Falar em “despreparo” do ex-capião não ajuda a entender o profundo enraizamento histórico e social do conservadorismo que ele representa e põe em ação. O que Bolsonaro põe em prática na Presidência da República faz parte do programa da direita, não confessado com clareza durante a campanha eleitoral, mas seguido com pertinácia para destruir o movimento popular e democrático, a Nação e o Estado brasileiros.

É um programa de extrema-direita radical, que sonha não com a volta aos tempos pré- 1930, da República Velha, mas pré-1889, da monarquia, quando as funções do Estado se resumiam ao aparato fiscal arrecadador, policial repressivo para manter a ordem social injusta, e tomador de empréstimos à oligarquia financeira, no mecanismo de endividamento público que transfere à oligarquia especuladora vastos recursos do tesouro nacional na forma de juros e demais pagamentos feitos pelo governo – mecanismo que ainda vigora e é descrito com minúcias no portal Auditoria Cidadã da Dívida. Estado – e governo – que, na opinião desta direita enraizada no passado mais remoto, não deve ter compromissos sociais ou democráticos.

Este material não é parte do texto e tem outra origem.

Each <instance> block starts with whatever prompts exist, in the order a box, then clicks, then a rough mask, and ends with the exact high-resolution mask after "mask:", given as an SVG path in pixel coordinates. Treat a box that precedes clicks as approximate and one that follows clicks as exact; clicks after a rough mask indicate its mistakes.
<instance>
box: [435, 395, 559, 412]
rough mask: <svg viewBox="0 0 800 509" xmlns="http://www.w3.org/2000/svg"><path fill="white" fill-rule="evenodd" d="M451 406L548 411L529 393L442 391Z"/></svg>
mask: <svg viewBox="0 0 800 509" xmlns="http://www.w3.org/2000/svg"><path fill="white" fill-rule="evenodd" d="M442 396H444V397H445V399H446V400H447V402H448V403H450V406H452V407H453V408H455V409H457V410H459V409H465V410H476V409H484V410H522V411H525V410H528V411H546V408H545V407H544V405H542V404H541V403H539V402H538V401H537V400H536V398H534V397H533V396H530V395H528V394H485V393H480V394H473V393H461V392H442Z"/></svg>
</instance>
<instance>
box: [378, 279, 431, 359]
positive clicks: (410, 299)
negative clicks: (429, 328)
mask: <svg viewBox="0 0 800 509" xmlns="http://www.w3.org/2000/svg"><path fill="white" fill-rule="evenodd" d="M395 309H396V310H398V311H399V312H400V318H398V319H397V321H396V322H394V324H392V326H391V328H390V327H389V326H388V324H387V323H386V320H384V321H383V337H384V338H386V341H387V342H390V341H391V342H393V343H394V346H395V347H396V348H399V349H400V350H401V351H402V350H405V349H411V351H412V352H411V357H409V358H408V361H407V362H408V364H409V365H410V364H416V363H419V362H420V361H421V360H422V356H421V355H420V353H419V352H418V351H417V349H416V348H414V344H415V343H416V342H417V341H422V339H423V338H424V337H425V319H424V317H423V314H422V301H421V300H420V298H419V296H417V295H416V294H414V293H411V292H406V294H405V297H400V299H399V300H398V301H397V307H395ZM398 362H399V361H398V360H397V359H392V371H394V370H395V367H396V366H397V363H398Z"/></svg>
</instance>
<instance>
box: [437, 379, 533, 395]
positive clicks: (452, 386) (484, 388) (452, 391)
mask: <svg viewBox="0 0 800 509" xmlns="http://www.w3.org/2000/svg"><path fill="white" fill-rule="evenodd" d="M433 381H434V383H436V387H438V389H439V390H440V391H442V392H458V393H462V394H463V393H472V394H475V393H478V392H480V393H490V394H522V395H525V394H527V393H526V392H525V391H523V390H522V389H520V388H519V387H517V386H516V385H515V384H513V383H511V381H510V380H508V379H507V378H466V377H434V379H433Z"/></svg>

É o sonho dos ultraliberais que, sob Bolsonaro, controlam o Estado brasileiro. Contra a democracia, os direitos humanos e os direitos sociais. Pela desastrosa e subserviente política externa submissa aos interesses do imperialismo, sobretudo dos EUA, que, frequentemente, traem o aliado dependente, como ocorreu com a recente notícia da sobretaxa de exportações brasileiras, anunciada por Donald Trump.

Conservadorismo extremo que transparece no sistemático desmonte do Estado brasileiro, com graves atentados contra a saúde e educação públicas, sobretudo ao ensino superior, no verdadeiro cerco à ciência e aos cientistas nacionais, na disposição reiteradamente manifestada de privatizar empresas estratégicas para o desenvolvimento do Brasil, seja no ataque contra entidades de defesa dos trabalhadores, como sindicatos e centrais sindicais, e a disposição de sufocá-los financeiramente, da mesma maneira como investe contra a União Nacional dos Estudantes, a UNE, procurando também destruí-la inviabilizando-a financeiramente. E na ausência de uma política econômica para superar o imenso, himalaico, desemprego, e no ataque à renda dos trabalhadores, com a continuação das maléficas políticas iniciadas sob o usurpador Michel Temer, que corroem a renda do trabalhador e o salário mínimo.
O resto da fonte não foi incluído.